Crude follows the true story of 30,000 Ecuadorean Amazon dwellers in the fight for compensation against the oil company Chevron. It's claimed that the company (then Texaco) left such a mess when they drilled in the area that the pollution is causing cancer and other illnesses amongst the population. Director "Joe Berlinger's film is a suitably forensic dissection of an ecological disaster and much less of a crusading piece of polemic" says the Standard, a little thankfully (4 stars). It may be "structurally a little jumbled" (Telegraph, 3 stars) but it raises important points about cases like these: namely, watching "the corporate denials from Chevron executives and their lawyers as they stonewall a reparations case... that has dragged on for 13 years already" (Times, 3 stars), "when Goliath gets sued, how does David pay for his lawyers?" (Guardian, 4 stars).

Finally, the second OSS 117 French 60s spy spoof, OSS 117: Lost in Rio, starring Jean Dujardin as Hubert Bonisseur de la Bath, "obnoxiously self-confident, stupid and tactless, but patriotic to a fault" (Empire, 3 stars).
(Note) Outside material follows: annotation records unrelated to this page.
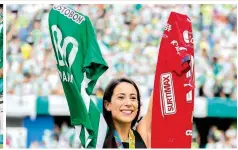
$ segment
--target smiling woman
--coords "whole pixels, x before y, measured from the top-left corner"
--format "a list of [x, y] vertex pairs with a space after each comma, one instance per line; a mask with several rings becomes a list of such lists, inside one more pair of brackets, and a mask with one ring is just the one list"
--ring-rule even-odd
[[145, 138], [140, 135], [144, 132], [138, 131], [142, 128], [132, 129], [140, 114], [137, 85], [126, 78], [112, 80], [105, 90], [103, 104], [103, 115], [109, 126], [103, 147], [146, 148]]

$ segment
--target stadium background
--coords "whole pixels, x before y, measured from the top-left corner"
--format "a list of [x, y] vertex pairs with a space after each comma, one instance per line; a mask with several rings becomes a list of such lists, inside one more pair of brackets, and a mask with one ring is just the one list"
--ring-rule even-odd
[[[114, 77], [135, 80], [143, 113], [171, 11], [193, 22], [196, 89], [192, 147], [237, 147], [237, 5], [69, 5], [89, 16], [109, 69], [92, 96], [102, 105]], [[48, 33], [50, 5], [7, 6], [7, 147], [77, 147]]]

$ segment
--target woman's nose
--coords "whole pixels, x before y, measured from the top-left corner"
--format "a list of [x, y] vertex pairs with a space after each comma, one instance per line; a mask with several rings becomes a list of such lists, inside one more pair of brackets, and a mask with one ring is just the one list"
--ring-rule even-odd
[[131, 106], [131, 104], [132, 104], [132, 103], [131, 103], [130, 98], [127, 98], [127, 99], [126, 99], [126, 105], [127, 105], [127, 106]]

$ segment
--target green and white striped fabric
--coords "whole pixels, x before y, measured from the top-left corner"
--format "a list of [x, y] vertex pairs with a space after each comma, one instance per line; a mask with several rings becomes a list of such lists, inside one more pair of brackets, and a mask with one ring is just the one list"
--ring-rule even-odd
[[84, 148], [102, 148], [107, 124], [90, 95], [108, 66], [91, 21], [66, 6], [53, 6], [49, 30], [71, 124]]

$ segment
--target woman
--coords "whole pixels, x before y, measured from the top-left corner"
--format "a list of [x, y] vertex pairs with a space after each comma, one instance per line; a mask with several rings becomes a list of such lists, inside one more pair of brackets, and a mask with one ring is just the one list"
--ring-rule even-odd
[[129, 79], [112, 80], [103, 96], [103, 115], [109, 126], [104, 148], [150, 147], [151, 102], [147, 115], [136, 124], [140, 114], [140, 93]]

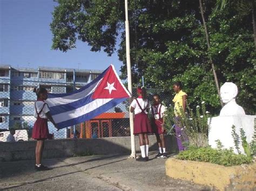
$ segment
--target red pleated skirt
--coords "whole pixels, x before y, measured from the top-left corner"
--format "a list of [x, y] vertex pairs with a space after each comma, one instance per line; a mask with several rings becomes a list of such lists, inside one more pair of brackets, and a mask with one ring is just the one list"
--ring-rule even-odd
[[133, 134], [152, 132], [151, 125], [147, 115], [141, 112], [134, 115], [134, 129]]
[[49, 138], [48, 119], [38, 117], [34, 124], [32, 138], [34, 139], [46, 139]]
[[152, 128], [153, 131], [156, 134], [161, 134], [164, 133], [165, 131], [162, 128], [162, 124], [164, 122], [163, 119], [152, 119]]

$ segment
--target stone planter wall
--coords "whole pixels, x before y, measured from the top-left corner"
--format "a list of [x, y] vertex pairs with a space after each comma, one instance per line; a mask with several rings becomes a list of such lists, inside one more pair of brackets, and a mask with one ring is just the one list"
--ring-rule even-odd
[[256, 163], [225, 167], [208, 162], [169, 159], [166, 175], [220, 190], [256, 189]]

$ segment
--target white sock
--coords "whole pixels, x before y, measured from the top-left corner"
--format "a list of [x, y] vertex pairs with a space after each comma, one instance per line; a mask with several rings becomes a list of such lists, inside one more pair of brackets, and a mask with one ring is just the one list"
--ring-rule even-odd
[[149, 145], [146, 145], [146, 157], [149, 157]]
[[142, 145], [139, 147], [140, 148], [140, 151], [142, 152], [142, 157], [145, 158], [146, 157], [146, 153], [145, 151], [145, 145]]

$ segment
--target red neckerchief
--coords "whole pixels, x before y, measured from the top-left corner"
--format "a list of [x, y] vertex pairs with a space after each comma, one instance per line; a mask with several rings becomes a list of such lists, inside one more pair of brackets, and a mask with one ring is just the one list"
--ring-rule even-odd
[[154, 108], [154, 109], [157, 110], [157, 112], [156, 114], [158, 114], [158, 107], [160, 105], [160, 103], [159, 103], [158, 104], [155, 104], [154, 105], [153, 105], [153, 107]]

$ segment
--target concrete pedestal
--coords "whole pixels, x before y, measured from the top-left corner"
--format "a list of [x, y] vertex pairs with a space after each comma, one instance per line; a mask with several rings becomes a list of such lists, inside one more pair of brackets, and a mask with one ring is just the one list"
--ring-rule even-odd
[[[240, 137], [240, 129], [245, 132], [248, 143], [253, 139], [254, 133], [254, 120], [256, 116], [245, 115], [241, 116], [215, 117], [209, 119], [210, 129], [208, 134], [208, 144], [212, 148], [216, 148], [215, 140], [220, 140], [225, 148], [233, 147], [234, 152], [238, 153], [232, 137], [232, 126], [235, 126], [235, 132]], [[239, 144], [240, 151], [244, 154], [241, 142]]]

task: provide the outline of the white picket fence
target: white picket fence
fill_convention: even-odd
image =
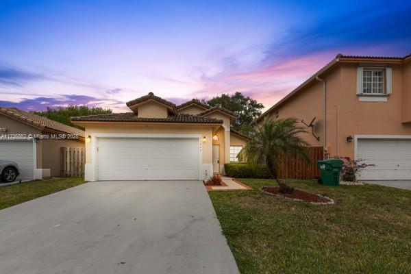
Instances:
[[[86,149],[83,147],[62,147],[62,177],[84,176]]]

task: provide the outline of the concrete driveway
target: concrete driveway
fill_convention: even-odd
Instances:
[[[199,181],[88,183],[0,224],[0,273],[238,273]]]
[[[411,180],[393,180],[393,181],[363,181],[366,184],[379,184],[380,186],[390,186],[392,188],[411,190]]]

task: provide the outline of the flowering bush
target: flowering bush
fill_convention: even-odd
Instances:
[[[218,174],[214,174],[211,176],[207,182],[206,182],[206,186],[221,186],[221,176]]]
[[[375,166],[375,164],[364,162],[366,159],[352,160],[349,157],[341,157],[341,160],[344,161],[344,165],[341,170],[342,181],[356,181],[360,171],[368,166]]]

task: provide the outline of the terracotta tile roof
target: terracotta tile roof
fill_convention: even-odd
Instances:
[[[325,66],[323,66],[319,71],[312,75],[310,78],[306,80],[303,84],[295,88],[292,91],[286,95],[284,97],[283,97],[281,100],[277,102],[274,105],[270,108],[268,110],[265,111],[262,114],[260,115],[257,119],[256,119],[256,121],[258,121],[263,119],[266,115],[271,113],[273,110],[278,108],[280,105],[282,105],[284,101],[288,100],[290,97],[292,97],[295,94],[299,92],[303,88],[308,85],[310,83],[312,82],[316,79],[317,76],[319,76],[322,73],[328,71],[329,68],[333,67],[337,63],[340,62],[340,59],[341,58],[352,58],[352,59],[386,59],[386,60],[404,60],[406,58],[411,56],[411,54],[409,54],[404,57],[384,57],[384,56],[360,56],[360,55],[345,55],[343,54],[339,53],[337,54],[336,58],[331,60],[328,64]]]
[[[73,121],[93,122],[141,122],[141,123],[184,123],[222,124],[222,120],[191,114],[177,114],[167,118],[142,118],[134,112],[113,113],[111,114],[89,115],[71,117]]]
[[[134,100],[129,101],[127,102],[125,104],[127,105],[127,107],[129,108],[137,103],[142,103],[145,101],[149,100],[149,99],[157,101],[159,103],[166,105],[170,107],[173,110],[173,111],[174,112],[175,114],[177,113],[177,110],[175,108],[175,103],[173,103],[173,102],[171,102],[169,101],[165,100],[161,97],[159,97],[158,96],[155,96],[155,95],[154,95],[154,93],[153,93],[153,92],[149,92],[148,95],[144,95],[140,98],[137,98]]]
[[[208,114],[211,113],[211,112],[212,112],[214,111],[216,111],[216,110],[219,110],[219,111],[221,111],[222,112],[226,113],[226,114],[227,114],[229,115],[232,116],[234,118],[238,117],[238,114],[237,114],[236,112],[233,112],[232,111],[226,110],[225,108],[221,108],[221,107],[212,107],[212,108],[210,108],[208,110],[204,110],[203,112],[199,113],[198,115],[203,116],[203,115]]]
[[[194,103],[195,105],[199,105],[201,108],[203,108],[205,109],[208,109],[210,108],[209,105],[206,105],[205,103],[203,103],[201,102],[200,102],[199,100],[197,99],[193,99],[190,101],[188,101],[188,102],[186,102],[184,103],[182,103],[181,105],[179,105],[177,106],[177,110],[179,110],[180,108],[183,108],[184,107],[186,107],[187,105],[190,105],[192,103]]]
[[[411,54],[408,54],[405,57],[395,57],[395,56],[361,56],[361,55],[345,55],[342,54],[337,55],[337,58],[353,58],[353,59],[399,59],[403,60],[409,57]]]
[[[84,137],[84,131],[83,130],[36,115],[32,112],[20,110],[16,108],[0,108],[0,113],[41,129],[51,129],[68,134],[78,134],[81,137]]]

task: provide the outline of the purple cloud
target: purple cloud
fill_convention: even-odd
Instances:
[[[0,68],[0,84],[23,86],[28,81],[45,79],[45,75],[10,68]]]
[[[71,105],[85,105],[88,106],[103,106],[112,109],[125,110],[125,103],[121,101],[110,99],[97,98],[86,95],[61,95],[58,97],[39,97],[32,99],[23,98],[18,102],[0,101],[0,106],[17,108],[22,110],[45,110],[47,107],[58,108]]]

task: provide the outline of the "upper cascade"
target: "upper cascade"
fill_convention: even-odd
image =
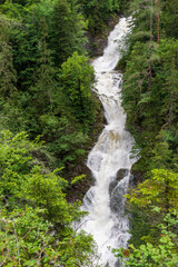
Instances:
[[[137,159],[130,158],[135,140],[125,129],[126,113],[120,100],[122,75],[113,71],[126,47],[130,22],[131,18],[120,19],[108,38],[103,56],[92,62],[96,91],[102,102],[107,125],[88,156],[87,166],[95,178],[95,186],[83,198],[82,209],[89,215],[82,228],[93,235],[100,255],[99,264],[103,267],[120,266],[108,247],[127,247],[130,237],[123,195],[129,187],[131,166]],[[121,179],[118,175],[120,170]]]

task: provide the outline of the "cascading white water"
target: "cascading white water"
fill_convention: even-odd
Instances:
[[[89,212],[82,228],[93,235],[98,245],[101,266],[116,266],[116,258],[108,249],[127,247],[129,219],[125,216],[125,198],[130,179],[130,159],[134,138],[126,131],[126,113],[120,105],[122,75],[113,71],[130,31],[131,18],[121,18],[108,38],[103,56],[93,61],[96,92],[105,109],[107,126],[88,157],[88,167],[95,186],[83,199],[82,208]],[[118,175],[119,172],[119,175]],[[117,180],[122,176],[121,180]],[[109,265],[107,265],[109,264]],[[118,264],[119,265],[119,264]]]

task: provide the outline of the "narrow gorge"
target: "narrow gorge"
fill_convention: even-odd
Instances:
[[[134,138],[125,129],[126,113],[121,107],[122,75],[115,71],[126,49],[126,36],[131,30],[131,18],[121,18],[108,38],[103,56],[92,65],[96,72],[96,93],[102,102],[107,125],[88,156],[87,166],[95,178],[83,198],[82,209],[89,215],[83,229],[93,235],[101,266],[119,266],[110,248],[127,247],[130,237],[129,218],[125,215],[125,198],[130,169],[136,158],[130,158]]]

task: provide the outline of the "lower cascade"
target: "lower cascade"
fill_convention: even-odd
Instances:
[[[125,129],[126,113],[121,107],[122,75],[115,67],[125,49],[131,18],[121,18],[108,38],[103,56],[93,61],[96,92],[102,102],[107,125],[90,151],[87,166],[95,178],[83,198],[82,209],[89,215],[82,228],[92,234],[100,255],[99,265],[120,266],[108,248],[127,247],[130,238],[125,198],[130,182],[132,136]]]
He's on the case of a microfilm, but the film's main aim is to "send up the unthinkingly reactionary and offensive attitudes of the postwar French ruling classes" (Guardian, 3 stars). The Times (4 stars) loves it - "not only is it funny, it looks and feels fantastic, thanks to its duplication of the breezily kitsch cinematography and direction of Sixties spy flicks" - but others fail to get the joke. "Puerile slapstick for the most part" (Independent, 1 star); "too often crass and laboured" (Telegraph, 2 stars).